May 24, 2013 § 4 Comments
The damp from the sandy soil would soak through the knees of my jeans if they had any, but both are blown.
My own winter-pale knees poke out, easy targets for the fire ants that share this southern garden.
Despite the ants, the jeans and I have been vegetable gardeners for a long time.
As I do every year when spring yields to summer, I am weeding, mulching, disrupting ants with a hand hoe and comparing this to other times in the garden.
Last year I hobbled around this garden on a walker, the handle of a plastic bucket slung over my arm. When I got to where I was going I’d upend the bucket and sit on it. Having broken my pelvis in a car wreck, sitting on the ground and a landing on Mars seemed equally difficult.
It was harder to observe last year’s garden I was so consumed with not falling down—imagine explaining to the doctor that I’d messed up his work weeding the tomatoes, but in a disaster-free gardening season I can be very present. And being present is important.
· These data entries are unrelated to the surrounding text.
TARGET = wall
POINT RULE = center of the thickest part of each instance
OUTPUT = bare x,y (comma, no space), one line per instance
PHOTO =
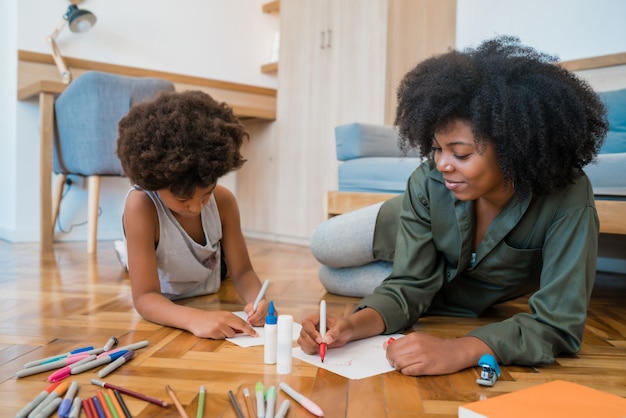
220,39
571,29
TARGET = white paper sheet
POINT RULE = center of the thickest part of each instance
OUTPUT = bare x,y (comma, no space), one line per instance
244,340
355,360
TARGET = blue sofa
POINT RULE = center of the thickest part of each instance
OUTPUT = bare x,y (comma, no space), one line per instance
372,168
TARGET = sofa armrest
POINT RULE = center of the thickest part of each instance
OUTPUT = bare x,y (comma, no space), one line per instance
356,140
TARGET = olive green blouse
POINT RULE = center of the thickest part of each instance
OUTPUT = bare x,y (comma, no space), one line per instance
544,245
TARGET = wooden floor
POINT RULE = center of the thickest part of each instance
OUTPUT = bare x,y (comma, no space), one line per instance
53,303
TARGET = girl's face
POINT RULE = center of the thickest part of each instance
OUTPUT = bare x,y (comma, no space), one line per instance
187,207
469,172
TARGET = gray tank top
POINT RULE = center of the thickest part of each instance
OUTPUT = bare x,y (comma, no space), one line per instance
185,267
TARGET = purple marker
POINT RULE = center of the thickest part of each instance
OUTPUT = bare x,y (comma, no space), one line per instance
117,363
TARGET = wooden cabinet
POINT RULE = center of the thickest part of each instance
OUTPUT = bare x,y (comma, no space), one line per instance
340,62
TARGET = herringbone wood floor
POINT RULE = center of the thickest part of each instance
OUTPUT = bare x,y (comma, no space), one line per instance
53,303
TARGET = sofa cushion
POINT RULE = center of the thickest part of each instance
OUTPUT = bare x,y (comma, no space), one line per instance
356,140
615,102
376,174
606,175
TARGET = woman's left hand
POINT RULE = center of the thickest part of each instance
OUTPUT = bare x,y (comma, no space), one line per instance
418,354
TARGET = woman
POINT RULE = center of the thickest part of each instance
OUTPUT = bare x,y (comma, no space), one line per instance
501,210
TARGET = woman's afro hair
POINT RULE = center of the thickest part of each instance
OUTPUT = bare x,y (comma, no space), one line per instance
546,124
179,141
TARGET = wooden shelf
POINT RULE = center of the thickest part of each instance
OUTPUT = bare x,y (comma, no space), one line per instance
272,7
270,68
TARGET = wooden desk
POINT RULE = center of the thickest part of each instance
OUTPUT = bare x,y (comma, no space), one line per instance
46,90
36,75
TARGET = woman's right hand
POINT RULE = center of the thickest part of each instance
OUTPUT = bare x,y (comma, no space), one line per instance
338,334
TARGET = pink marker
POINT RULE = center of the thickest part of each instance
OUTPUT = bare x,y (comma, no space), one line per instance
308,404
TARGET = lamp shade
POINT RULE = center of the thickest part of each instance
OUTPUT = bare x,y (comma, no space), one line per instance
79,20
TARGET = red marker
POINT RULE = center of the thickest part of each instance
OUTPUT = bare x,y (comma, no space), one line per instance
389,341
323,329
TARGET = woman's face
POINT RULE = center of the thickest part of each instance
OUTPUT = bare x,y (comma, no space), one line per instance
469,172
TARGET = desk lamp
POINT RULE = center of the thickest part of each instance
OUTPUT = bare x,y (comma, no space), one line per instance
78,21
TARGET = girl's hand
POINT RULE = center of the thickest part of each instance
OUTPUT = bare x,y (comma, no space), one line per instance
419,354
257,318
218,325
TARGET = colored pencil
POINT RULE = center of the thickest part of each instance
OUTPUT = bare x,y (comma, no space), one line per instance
131,393
177,404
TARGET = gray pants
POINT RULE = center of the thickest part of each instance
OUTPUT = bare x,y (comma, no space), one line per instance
344,246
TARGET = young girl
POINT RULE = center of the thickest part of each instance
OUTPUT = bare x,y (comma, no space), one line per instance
181,228
501,210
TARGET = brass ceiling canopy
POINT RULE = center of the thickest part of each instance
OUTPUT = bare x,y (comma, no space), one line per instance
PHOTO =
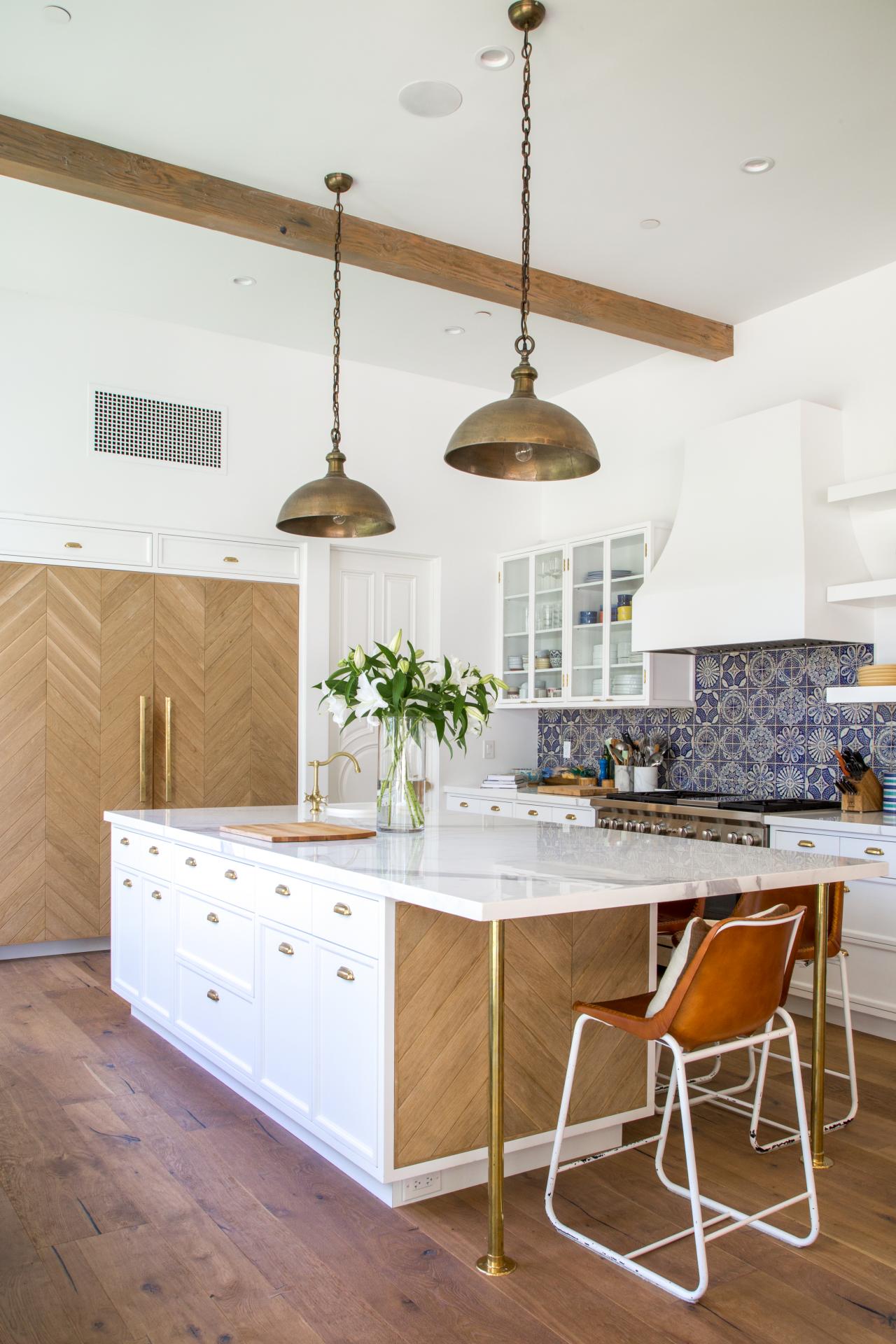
336,505
523,438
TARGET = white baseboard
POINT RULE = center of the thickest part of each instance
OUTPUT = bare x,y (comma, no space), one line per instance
52,949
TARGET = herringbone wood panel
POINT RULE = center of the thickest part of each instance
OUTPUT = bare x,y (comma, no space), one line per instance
441,1023
127,672
23,707
229,694
181,673
274,743
73,753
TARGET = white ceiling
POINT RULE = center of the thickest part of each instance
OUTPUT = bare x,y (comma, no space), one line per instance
643,108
While it seems as if the gardener is in charge, imposing their will on what would otherwise be a weedy, buggy, exuberant patch, the garden is actually a place of give-and-take. A conversation.
Whole again now, I am better able to listen, and to observe this particular gardening season.
Spring has faltered this year. A few warm days, followed by unseasonable cold. The cold snaps baffled the blueberries. There won’t be as many this year, but since we had no hard freezes while they were in flower we will have some.
The peppers, tomatoes, squash and cucumbers I’ve set out are baffled too. They haven’t responded to being put in the ground with loping growth, that no-time-like-the-present urge to grow fast, bloom and set seed; their shot at immortality.
They stood for quite a while growing barely at all. It was as if the plants recognized that this was not a season in which they could prosper. Instead of wasting energy futilely they endured.
As conditions improve, the plants will make their run for it. Given the slow start, this won’t rival the vegetable gardens of favorable years, but these plants will use the sunlight, warmth and water that come their way to be as fruitful as the season allows.
In the cold dry seasons of life I’ve always struggled to go forward, to overcome. I wonder now whether there is more wisdom in learning to recognize when simple survival is courage enough.
Is it pride that makes humans think we can beat the season?
Consumed with self, we are less likely to turn outward and judge our chances given the prevailing conditions. We believe that our exceptionality will allow us to beat the odds.
As a writer, those are the stories I tell, polishing the myth that humans are built to triumph over adversity.
Plants follow a less grandiose plan. Whether many or few, they take full advantage of their days in the sun.